Over the course of their relationship, Shades and Mariah effectively swap places. Shades begins in a position of strength, guiding Mariah through her early days as a gangster. He also provides emotional support during a time of personal upheaval. At first you wonder if he’s just using her, manipulating her to solidify his place beside the throne. (In fact, his friend Comanche insinuates that Mariah is a cougar and Shades must have an ulterior motive, a view that seems like pure sexism until we realize it’s actually jealousy. He and Shades used to be lovers, and Mariah has taken Comanche’s place.) Once Mariah finds her place in the criminal underworld, she begins to ignore Shades’ advice and make increasingly extreme choices. This lack of restraint is a kind of power in itself because it leaves Shades emotionally vulnerable. He went into their partnership with an expectation of trust and equality, while she almost views him as an underling.
The breaking point comes when Shades learns that Comanche is a police informant and kills him. Shades murders his closest friend to keep Mariah’s dream alive—and gets nothing in return. Within a few episodes, Mariah is blindly obsessed with seeking revenge against Bushmaster, kicking off a series of events that ends with Mariah dead and Shades in jail. In a post-season interview, actor Theo Rossi described Comanche as the love of Shades’ life, and he may be right. Comanche actually loved Shades for who he was, whereas Mariah loved him at his worst, inasmuch as she loved anyone at all.

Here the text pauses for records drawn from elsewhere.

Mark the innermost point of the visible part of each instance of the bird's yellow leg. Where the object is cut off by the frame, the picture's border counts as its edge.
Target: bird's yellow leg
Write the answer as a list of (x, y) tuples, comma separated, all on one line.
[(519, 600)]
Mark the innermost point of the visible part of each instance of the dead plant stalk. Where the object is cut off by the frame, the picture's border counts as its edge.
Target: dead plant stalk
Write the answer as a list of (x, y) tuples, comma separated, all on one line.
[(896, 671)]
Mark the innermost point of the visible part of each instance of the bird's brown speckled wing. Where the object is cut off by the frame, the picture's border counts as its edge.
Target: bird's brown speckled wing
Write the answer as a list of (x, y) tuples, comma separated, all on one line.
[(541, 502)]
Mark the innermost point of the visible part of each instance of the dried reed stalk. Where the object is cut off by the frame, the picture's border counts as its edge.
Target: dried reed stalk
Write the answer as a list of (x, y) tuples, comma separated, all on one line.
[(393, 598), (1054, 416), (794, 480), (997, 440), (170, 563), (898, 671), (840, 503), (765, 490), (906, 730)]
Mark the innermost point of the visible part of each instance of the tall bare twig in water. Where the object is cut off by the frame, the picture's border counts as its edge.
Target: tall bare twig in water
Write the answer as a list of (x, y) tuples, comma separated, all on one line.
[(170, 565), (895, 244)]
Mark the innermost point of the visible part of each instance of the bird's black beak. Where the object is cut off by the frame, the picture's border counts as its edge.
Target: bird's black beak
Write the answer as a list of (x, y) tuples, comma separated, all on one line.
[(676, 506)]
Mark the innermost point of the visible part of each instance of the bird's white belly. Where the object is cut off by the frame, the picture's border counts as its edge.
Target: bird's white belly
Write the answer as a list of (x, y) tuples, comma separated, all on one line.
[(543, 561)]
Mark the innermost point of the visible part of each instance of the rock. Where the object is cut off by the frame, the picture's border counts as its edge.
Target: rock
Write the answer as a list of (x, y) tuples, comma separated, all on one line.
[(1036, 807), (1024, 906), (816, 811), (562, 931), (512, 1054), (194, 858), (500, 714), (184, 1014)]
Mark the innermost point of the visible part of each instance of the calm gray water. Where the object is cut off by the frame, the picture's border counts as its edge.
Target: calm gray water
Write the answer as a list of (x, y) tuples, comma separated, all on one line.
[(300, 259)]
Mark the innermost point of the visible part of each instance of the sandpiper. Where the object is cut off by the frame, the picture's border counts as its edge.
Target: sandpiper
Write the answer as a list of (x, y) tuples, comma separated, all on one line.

Each corner of this triangle was brought down by their own expectations: Comanche was hung up on Shades, Shades thought he could build a new life with Mariah as his partner, and Mariah believed that Shades could be her lover and her attack dog at the same time. It’s a tragedy with deep roots in each character’s childhood and personal values, with fantastic performances from the leads. After all, you can’t have a decent romance without a leading man who can really smolder.